BMC helps itself too with the effort. First by giving itself the option to match the individual strength of a particular partner to a corresponding component of BMC's diverse technology stack, controlling quality. And second, by not having to spend the money to grow its own professional services team, explained Donahoo.
"Our professional services group has not been growing. They are very lean, and there is nobody to fulfill," said Donahoo. "So our professional services strategy is we want to sell the partners' services. We don't want them to have to sell ours because that puts us in competition with them for service revenue."
A two-tier distribution model is also an option on BMC's table, Donahoo added. BMC has already engaged in talks with Westminster, Colo.-based distributor GE Access to possibly embark on a reseller relationship between the two companies. "We still are analyzing a two-tier distribution model," Donahoo said, adding that any decision on that front could be as far as 18 months away. In the meantime, BMC is taking what it has as far as in-house professional services skills and focusing them on different geographies to educate the VARs who will perform the services work for the vendor, Donahoo said.

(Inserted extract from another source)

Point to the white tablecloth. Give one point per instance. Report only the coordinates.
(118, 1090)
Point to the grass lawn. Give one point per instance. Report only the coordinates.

Education for BMC partners performing service fulfillment is critical, because by the company's own admission, BMC's diverse technology stack is no easy nut to crack. BMC offers an IT solution menu that rivals IBM's Tivoli, Hewlett-Packard's OpenView, and Computer Associates International's Unicenter in the current race to couple complex IT infrastructures with real business processes. Like its rivals, BMC can compete at the application management layer, the infrastructure layer, and in the realm of change and configuration management, with ways to plug just about anything else in, Donahoo said. This is a big reason for keeping service delivery partners within the confines of their core competencies, he said.
BMC will also assist in the oversight of the subcontracting of multiple partners during a complex deployment--another quality-control measure.
"For example, you take a scheduling partner that's really strong in scheduling. And you have another partner who is really strong in process consulting or business process engineering, and we hook them up together as partners," said Donahoo.
BMC's own territory managers will act as channel managers that partners performing services can "fall back on for a knowledge base of who has expertise in which area of BMC technology," said Donahoo. "Inside sales groups act the same. They have leads and are incented to give them to a partner."
BMC wants to hear from prospective partners right away. The company's goal is to increase its indirect sales for all its business units by 20 percent, said Paige Erickson, worldwide vice president of channels and alliances.
"Four years ago we were on a path to our own professional services organization," Erickson said. "Part of that not happening was the economy, and other things. But BSM [Business Service Management] requires services, and our partners want a program like this. They find it very appealing, because services is where they make money."